Carl Barks introduced Gyro Gearloose in 1952 (see Walt Disney’s Comics and Stories by Carl Barks Vol. 21), and rapidly cottoned to the possibilities of a scatty genius able to solve almost any scientific problem with an impossible contraption. Gyro features regularly in the ten pagers Barks contributed to Walt Disney’s Comics and Stories and in the days when second class subscription postage only applied to comics with two distinct features, Gyro strips appeared as back-ups to Uncle Scrooge from 1956.

For a man whose love of nature is so apparent in his duck stories, Barks was readily able to switch his mind to concentrate on the possibilities of science, imaginatively coming up with devices both practical and amusing. Why has no-one in the real world devised a formula for growing fur on cold door knobs?

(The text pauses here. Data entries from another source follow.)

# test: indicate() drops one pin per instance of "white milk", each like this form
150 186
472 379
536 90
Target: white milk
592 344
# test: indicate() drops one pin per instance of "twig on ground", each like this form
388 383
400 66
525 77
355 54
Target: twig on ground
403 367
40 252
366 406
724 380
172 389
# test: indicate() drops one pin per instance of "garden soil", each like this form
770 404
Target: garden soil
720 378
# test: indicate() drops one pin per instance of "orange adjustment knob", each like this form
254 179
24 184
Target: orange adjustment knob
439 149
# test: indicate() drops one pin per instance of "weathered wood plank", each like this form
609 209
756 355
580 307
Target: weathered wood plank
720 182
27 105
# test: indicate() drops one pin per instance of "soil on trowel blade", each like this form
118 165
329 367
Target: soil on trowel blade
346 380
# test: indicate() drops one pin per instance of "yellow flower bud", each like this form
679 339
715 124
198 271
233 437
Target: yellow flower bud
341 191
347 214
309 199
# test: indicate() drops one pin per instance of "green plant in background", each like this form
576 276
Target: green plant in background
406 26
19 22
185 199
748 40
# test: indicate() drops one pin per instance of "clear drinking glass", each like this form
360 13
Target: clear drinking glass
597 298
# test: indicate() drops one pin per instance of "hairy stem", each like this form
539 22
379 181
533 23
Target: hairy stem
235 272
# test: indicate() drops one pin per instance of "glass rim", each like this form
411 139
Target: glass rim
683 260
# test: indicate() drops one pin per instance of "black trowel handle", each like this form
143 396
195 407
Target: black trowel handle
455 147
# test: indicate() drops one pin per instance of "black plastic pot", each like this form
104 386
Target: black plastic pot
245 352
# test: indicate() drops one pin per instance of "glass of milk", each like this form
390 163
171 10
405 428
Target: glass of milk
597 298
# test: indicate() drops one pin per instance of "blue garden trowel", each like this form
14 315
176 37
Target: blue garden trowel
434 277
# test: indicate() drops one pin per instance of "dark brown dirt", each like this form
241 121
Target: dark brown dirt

A succession of four page comedies founded on nutty inventions was a viable enough formula, but Barks lifts the stories beyond that via philosophical interventions, such as Gyro learning that it’s perhaps best not to know the future if it involves devising forensically precise questions. Even better is Barks often running two stories concurrently, Gyro’s lightbulb-headed helper occupied with silent troubles as Gyro himself ponders on the problems his inventions cause. That’s where Barks frequently makes a point about there being problems technology can’t solve, or those better left alone, such as when Gyro heads for Grandma Duck’s place to rest, but can’t stop himself inventing devices to make farming more efficient. Equally, perhaps what makes the joy of the picnic has to be taken in conjunction with the things than can ruin it.

Barks is stretching his imagination from the start, but by the end he’s beginning stories by setting Gyro problems to which there is no obvious solution, such as a commission for a building design featuring no metal, stone or wood. It stretches the writer as well. While investigating scientific possibility, these stories aren’t based on hard science, Barks making up the properties of equally made up substances to fit his purposes, and another joy is how Gyro’s inventions concern everyday problems. The howling neighbourhood cat is just as much a 21st century nuisance as it was in 1956, that story also illustrating how Gyro’s so concerned with the scientific solution that the obvious one eludes him. It all makes for a timeless read, and under-rated.

All of this content is now more easily found in Uncle Scrooge: The Mines of King Solomon, along with the opening stories from Gyro Gearloose: The Madcap Inventor 2.